28 475
Wijziging van enige bepalingen van de Wet op de waterhuishouding ten behoeve van de introductie van algemene regels in het kader van het waterkwantiteitsbeheer en enkele andere onderwerpen

nr. 6
NOTA VAN WIJZIGING

Ontvangen 26 augustus 2003

Het voorstel van wet wordt gewijzigd als volgt:

A

Artikel I, onderdeel H, komt te luiden:

H

In de eerste zin van artikel 40 wordt na de zinsnede «wijzigen of intrekken van een vergunning» toegevoegd: of het vaststellen of wijzigen van een algemene regel als bedoeld in artikel 33a.

B

Artikel I, onderdeel J, komt te luiden:

J

Artikel 59, eerste lid, komt te luiden:

1. Handelen in strijd met het in artikel 24, eerste lid, omschreven verbod, een krachtens artikel 24, vierde lid, aan een vergunning verbonden voorschrift, dan wel een krachtens artikel 33a gestelde algemene regel, wordt gestraft met hechtenis van ten hoogste drie maanden of een geldboete van de vierde categorie.

C

Artikel I, onderdeel G wordt als volgt gewijzigd:

Artikel 33a, tweede lid, komt te luiden:

2. De regels kunnen enkel betreffen de lozing, onttrekking, aanvoer of afvoer van waterhoeveelheden die, niet zelfstandig maar wel in samenhang met andere lozingen, onttrekkingen, aanvoer of afvoer, van nadelige invloed kunnen zijn op de peilregeling, de grondwaterstand of de waterbeweging, dan wel de kwantiteitsbeheerder kunnen nopen tot bijzondere beheersmaatregelen.

Toelichting

De onderdelen A en B van de Nota van Wijziging hebben een wetstechnisch karakter en vloeien voort uit de wijzigingen die inmiddels in de Wet op de waterhuishouding zijn aangebracht door de Wet van 16 mei 2002, houdende vervanging van paragraaf 17 van de Waterstaatswet 1900 door algemene regels inzake voorbereiding op en optreden bij gevaar voor waterstaatswerken (Stb. 292).

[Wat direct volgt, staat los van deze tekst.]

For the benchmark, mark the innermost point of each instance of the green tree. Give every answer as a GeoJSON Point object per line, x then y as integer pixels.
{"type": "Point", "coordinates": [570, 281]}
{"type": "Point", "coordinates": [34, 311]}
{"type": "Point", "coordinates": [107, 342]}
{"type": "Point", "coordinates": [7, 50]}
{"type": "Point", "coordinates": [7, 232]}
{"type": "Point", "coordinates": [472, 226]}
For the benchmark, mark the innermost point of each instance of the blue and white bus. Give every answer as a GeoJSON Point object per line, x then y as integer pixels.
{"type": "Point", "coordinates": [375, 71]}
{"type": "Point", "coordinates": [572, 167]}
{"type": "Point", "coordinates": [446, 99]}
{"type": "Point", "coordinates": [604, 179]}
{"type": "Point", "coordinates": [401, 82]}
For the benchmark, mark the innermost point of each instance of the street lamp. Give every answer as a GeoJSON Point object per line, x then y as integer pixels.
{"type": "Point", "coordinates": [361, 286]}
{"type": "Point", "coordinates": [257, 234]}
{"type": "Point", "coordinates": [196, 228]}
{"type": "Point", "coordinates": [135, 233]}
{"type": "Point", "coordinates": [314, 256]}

Onderdeel C is opgenomen opdat het wetsvoorstel voldoet aan de eis die voortvloeit uit artikel 11, onderdeel e, van de kaderrichtlijn water1. Dit onderdeel van de kaderrichtlijn vereist dat de onttrekking van zoet oppervlaktewater en grondwater en de opstuwing van zoet oppervlaktewater worden onderworpen aan de eis van voorafgaande toestemming, waarbij geldt dat onttrekkingen en opstuwingen die geen significant effect hebben op de watertoestand, hiervan kunnen worden vrijgesteld. De onderhavige wijziging van het wetsvoorstel legt uitdrukkelijk vast, dat toepassing van het instrument algemene regels mogelijk is voor die gevallen van lozing, onttrekking, aanvoer of afvoer van waterhoeveelheden waarvoor het vergunningeninstrument per geval te zwaar zou zijn, maar die in samenhang met andere gevallen toch optreden van de kwantiteitsbeheerder wenselijk maken. Met het gewijzigde voorstel voor artikel 33a, tweede lid, wordt duidelijk dat het instrument van de algemene regels alleen mag worden toegepast in plaats van het vergunningeninstrument, indien er per geval geen sprake is van een significant effect op de watertoestand.

De Staatssecretaris van Verkeer en Waterstaat,

M. H. Schultz van Haegen-Maas Geesteranus


XNoot
1

Richtlijn 2000/60/EG van het Europees Parlement en de Raad van 23 oktober 2000 tot vaststelling van een kader voor communautaire maatregelen betreffende het waterbeleid (PbEG L327).